We found pan-MHC-II to be an independent specific predictor of response and event free-survival to the addition of PD-1/PD-L1 inhibitor to standard NAC. A previous publication on the standard NAC + durvalumab cohort showed that age (OR 1.00 [0.96–1.04] p=0.94), stage (T1 vs T2 0.47[0.15–1.44] p=0.19 and N− vs N+ 1.38 [0.49–4.00] p=0.54), PD-L1 (≥1% vs <1% 2.63 [0.82–9.21] p=0.11) and TILs (0.99 [0.98–1.01] p=0.56) were not predictive of pCR in univariate analysis(17). Additionally, PD-L1 was not associated with response to the addition of pembrolizumab in high-risk HR+ and TNBC subpopulations, while showing an association with pCR in the HR+ control (NAC alone) arm. Moreover, while the majority of patients with ≥5% HLA-DR+ tumor represent a subset of PD-L1+ (≥1%) tumors, HLA-DR also captured PD-L1− patients that responded to immunotherapy and standard chemotherapy combination.

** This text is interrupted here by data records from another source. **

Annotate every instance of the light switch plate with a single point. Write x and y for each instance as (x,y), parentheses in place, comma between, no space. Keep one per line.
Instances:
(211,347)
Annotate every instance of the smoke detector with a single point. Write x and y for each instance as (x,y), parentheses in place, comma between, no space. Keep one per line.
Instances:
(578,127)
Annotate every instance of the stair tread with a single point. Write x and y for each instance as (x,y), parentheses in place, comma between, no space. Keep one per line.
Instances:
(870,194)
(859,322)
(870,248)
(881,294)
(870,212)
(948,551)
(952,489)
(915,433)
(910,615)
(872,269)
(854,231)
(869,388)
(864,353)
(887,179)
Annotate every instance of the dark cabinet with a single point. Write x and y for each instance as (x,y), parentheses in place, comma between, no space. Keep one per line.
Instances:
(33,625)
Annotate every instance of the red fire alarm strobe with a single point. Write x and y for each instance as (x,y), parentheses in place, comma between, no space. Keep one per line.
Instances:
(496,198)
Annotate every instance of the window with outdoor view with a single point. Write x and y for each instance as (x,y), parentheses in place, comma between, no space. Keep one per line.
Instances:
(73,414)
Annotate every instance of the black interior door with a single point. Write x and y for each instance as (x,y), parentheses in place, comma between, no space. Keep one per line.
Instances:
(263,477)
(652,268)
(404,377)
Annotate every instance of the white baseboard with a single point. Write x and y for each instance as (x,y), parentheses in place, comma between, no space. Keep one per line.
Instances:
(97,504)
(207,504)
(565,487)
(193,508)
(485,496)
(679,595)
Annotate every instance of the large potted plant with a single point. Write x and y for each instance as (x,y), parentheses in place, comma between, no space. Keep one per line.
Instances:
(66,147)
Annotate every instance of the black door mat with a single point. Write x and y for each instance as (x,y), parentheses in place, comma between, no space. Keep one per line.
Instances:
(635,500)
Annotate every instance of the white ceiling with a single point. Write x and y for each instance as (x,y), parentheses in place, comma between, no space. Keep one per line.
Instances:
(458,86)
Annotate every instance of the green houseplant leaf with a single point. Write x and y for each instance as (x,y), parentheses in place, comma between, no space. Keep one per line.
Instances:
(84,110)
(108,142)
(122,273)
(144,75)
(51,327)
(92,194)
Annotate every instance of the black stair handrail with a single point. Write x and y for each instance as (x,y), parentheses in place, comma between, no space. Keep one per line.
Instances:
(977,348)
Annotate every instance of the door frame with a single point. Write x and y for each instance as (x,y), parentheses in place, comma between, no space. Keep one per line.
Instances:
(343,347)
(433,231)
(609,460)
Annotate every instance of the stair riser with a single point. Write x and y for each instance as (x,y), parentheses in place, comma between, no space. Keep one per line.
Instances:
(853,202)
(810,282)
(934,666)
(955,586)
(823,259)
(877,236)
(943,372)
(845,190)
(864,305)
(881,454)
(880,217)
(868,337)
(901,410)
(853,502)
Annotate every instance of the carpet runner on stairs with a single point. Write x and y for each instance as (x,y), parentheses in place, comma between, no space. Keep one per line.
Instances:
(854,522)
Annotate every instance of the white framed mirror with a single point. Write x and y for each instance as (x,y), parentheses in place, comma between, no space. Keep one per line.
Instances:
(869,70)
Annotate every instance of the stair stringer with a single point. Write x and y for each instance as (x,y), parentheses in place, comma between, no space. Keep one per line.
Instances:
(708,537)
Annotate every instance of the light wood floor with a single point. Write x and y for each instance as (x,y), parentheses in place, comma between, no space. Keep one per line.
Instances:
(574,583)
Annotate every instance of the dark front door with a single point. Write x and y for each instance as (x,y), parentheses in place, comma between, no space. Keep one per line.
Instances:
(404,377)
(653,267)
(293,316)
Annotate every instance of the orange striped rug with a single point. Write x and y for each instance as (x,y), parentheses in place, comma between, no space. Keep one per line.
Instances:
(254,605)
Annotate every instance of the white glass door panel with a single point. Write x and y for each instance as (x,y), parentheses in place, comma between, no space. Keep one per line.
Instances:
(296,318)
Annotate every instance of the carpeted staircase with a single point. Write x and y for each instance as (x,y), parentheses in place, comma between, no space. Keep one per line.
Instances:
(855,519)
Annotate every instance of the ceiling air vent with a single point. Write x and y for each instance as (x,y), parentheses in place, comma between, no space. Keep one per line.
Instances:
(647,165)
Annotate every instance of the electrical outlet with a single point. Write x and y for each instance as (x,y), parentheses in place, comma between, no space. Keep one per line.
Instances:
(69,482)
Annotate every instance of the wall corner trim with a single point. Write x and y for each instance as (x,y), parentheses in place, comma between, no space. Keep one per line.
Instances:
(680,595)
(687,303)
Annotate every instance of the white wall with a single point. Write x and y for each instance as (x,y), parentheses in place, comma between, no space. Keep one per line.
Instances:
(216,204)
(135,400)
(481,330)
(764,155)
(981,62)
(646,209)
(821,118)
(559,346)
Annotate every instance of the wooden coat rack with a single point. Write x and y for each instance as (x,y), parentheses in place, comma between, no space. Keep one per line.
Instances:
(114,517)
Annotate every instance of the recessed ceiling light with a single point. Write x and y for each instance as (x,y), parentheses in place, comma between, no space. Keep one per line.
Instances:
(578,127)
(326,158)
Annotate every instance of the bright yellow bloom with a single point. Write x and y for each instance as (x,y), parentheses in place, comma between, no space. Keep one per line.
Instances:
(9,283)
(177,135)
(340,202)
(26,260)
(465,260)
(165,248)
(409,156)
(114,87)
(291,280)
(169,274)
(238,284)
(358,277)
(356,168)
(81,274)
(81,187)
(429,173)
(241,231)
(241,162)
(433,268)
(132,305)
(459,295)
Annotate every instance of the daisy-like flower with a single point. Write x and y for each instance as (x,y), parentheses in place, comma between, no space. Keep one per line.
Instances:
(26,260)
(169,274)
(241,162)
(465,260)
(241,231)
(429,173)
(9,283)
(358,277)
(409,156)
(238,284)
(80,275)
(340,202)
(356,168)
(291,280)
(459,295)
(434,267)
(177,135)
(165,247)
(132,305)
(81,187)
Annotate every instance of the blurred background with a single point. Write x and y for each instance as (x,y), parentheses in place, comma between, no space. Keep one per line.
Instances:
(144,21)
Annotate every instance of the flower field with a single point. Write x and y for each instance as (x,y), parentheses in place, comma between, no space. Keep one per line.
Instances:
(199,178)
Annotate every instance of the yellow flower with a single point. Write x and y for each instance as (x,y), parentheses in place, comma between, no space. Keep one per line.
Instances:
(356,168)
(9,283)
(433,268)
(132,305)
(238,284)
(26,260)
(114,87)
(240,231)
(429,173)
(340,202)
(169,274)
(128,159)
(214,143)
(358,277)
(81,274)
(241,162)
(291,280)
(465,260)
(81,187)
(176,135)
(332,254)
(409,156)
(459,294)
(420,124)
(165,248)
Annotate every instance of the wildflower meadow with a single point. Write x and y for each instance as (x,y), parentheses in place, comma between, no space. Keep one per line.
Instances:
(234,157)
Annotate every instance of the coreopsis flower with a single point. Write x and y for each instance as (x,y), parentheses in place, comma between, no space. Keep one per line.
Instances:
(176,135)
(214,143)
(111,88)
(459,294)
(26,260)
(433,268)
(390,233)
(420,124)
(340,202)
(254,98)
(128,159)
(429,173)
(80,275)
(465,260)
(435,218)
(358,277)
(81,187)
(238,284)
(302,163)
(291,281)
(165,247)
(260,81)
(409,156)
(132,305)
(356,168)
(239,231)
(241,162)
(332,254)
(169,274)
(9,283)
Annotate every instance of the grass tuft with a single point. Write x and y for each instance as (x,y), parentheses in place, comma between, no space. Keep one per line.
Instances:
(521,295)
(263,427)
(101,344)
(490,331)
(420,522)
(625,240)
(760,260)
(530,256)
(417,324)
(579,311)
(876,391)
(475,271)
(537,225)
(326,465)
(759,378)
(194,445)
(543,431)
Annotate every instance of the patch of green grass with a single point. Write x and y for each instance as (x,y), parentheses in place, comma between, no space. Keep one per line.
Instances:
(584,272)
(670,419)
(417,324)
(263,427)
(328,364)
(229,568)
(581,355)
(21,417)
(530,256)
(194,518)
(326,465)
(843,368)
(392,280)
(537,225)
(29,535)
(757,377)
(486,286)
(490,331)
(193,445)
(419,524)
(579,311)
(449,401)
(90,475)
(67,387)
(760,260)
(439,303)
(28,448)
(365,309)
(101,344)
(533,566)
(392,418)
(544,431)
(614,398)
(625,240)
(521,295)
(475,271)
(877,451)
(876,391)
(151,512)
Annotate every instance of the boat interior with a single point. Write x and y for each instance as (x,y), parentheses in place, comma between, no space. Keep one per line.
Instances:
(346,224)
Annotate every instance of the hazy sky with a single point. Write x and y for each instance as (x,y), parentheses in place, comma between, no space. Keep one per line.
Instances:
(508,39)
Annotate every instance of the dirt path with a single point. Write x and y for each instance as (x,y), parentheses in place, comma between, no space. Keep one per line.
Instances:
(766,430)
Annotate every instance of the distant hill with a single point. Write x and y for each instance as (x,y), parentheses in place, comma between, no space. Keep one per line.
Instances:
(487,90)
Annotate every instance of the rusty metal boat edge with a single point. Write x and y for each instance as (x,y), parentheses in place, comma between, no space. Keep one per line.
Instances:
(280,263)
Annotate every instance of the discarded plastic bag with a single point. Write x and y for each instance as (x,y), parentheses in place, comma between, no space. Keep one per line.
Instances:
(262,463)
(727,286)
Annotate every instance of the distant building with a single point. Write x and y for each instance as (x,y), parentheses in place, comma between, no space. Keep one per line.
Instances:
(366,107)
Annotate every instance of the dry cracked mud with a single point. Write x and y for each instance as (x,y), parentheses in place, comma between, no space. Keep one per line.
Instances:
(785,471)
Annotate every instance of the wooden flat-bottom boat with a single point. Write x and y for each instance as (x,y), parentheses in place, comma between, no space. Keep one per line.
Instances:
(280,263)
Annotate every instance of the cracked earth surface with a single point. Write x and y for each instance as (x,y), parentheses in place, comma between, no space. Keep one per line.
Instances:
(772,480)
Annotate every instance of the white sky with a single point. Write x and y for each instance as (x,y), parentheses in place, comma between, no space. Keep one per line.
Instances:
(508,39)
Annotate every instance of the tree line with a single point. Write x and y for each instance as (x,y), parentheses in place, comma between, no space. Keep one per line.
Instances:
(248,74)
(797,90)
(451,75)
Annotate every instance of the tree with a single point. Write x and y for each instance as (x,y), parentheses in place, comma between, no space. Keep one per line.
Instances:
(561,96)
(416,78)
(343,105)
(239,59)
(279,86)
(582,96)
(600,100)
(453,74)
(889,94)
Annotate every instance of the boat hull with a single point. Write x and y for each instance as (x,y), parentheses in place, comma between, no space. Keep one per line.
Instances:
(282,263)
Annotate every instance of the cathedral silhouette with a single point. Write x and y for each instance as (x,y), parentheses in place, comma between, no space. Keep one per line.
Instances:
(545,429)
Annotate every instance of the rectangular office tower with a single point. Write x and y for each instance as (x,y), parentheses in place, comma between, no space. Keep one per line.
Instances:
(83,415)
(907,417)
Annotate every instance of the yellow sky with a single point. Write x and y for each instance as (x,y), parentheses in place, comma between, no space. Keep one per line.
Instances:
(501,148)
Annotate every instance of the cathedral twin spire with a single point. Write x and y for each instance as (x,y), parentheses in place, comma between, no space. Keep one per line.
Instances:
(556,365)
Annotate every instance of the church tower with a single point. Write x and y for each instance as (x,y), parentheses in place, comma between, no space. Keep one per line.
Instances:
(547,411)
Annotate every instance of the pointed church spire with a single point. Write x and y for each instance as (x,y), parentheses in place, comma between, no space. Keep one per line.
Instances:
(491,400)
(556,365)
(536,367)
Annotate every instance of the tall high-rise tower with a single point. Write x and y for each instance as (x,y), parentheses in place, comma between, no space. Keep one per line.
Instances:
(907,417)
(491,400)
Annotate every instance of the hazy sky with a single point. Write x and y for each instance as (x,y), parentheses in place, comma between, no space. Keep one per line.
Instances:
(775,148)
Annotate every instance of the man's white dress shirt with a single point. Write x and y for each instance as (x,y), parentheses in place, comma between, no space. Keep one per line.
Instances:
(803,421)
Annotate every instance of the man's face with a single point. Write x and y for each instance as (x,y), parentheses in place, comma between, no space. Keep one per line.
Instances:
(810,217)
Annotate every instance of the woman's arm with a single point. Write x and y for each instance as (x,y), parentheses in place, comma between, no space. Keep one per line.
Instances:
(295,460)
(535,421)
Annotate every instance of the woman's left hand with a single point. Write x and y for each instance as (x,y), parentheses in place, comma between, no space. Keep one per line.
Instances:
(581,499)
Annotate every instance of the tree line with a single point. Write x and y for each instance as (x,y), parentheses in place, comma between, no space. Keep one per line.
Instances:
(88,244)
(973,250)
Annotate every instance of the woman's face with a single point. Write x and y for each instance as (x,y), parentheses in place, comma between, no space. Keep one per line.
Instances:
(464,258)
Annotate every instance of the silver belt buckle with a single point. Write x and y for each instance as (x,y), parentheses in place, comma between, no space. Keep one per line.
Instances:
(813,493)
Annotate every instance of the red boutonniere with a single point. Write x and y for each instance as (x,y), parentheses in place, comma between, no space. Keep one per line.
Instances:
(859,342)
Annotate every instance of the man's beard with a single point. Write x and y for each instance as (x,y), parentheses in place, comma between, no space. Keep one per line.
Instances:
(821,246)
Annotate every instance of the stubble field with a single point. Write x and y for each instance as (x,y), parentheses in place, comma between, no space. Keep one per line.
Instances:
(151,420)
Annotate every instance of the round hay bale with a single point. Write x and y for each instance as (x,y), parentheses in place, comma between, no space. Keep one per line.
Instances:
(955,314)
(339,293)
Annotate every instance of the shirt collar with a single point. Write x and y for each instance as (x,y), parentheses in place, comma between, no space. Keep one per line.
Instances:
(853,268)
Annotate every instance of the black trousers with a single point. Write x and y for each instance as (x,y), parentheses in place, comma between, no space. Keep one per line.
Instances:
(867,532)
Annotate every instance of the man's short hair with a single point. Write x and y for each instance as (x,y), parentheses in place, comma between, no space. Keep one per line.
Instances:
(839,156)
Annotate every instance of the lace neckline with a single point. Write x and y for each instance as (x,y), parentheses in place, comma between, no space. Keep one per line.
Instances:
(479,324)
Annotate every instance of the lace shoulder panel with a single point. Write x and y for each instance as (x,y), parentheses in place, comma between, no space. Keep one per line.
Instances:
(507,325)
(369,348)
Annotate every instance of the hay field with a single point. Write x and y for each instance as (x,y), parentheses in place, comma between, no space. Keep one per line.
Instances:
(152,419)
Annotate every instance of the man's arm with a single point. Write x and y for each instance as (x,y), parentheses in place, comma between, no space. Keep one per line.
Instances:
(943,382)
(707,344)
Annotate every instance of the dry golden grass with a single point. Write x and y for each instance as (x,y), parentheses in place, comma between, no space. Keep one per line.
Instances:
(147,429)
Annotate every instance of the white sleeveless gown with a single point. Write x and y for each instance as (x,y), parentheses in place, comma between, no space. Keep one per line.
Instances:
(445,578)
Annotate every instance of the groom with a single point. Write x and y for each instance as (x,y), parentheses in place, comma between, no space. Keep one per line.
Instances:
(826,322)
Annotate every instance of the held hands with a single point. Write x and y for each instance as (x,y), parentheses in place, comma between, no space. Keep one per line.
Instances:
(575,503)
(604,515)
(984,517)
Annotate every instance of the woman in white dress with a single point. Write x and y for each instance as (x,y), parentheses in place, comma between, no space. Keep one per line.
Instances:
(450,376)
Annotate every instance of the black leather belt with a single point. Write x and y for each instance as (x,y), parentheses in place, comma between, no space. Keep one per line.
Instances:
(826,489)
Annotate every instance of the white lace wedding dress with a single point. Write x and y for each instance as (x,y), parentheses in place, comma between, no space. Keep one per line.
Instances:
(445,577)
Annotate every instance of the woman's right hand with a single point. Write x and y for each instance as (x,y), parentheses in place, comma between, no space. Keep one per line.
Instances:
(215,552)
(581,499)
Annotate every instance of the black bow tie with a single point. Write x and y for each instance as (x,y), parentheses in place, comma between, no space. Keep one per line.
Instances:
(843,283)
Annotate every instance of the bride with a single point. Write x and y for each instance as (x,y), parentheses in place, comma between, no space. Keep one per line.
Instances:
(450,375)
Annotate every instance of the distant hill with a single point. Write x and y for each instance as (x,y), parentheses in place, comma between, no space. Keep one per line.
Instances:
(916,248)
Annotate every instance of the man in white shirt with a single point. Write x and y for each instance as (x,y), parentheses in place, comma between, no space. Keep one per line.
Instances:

There are clear limitations to the present study. The sample sizes in both studies contained <100 patients per arm, and there was no control arm in the durvalumab trial. Moreover, the data should be interpreted with caution due to the retrospective nature of the analyses. The use of two assays (mIF and RPPA) could be considered both a strength (e.g. rigor in two methods of assessing MHC-II expression demonstrate similar findings) and a limitation (e.g. the two trial results cannot be directly compared to one another). Importantly, we ensured that the RPPA cut point was calibrated to mIF in order to approximate the 5% cut point. Application of the cut points, at 5% positive tumor cells (immunohistochemical approaches) or 17,000 normalized units (RPPA approach), must be validated in a large randomized controlled trial to confirm these results. Where possible, REMARK guidelines were adhered to with exceptions primarily related to the retrospective (not pre-planned per the study protocols) nature of the analysis.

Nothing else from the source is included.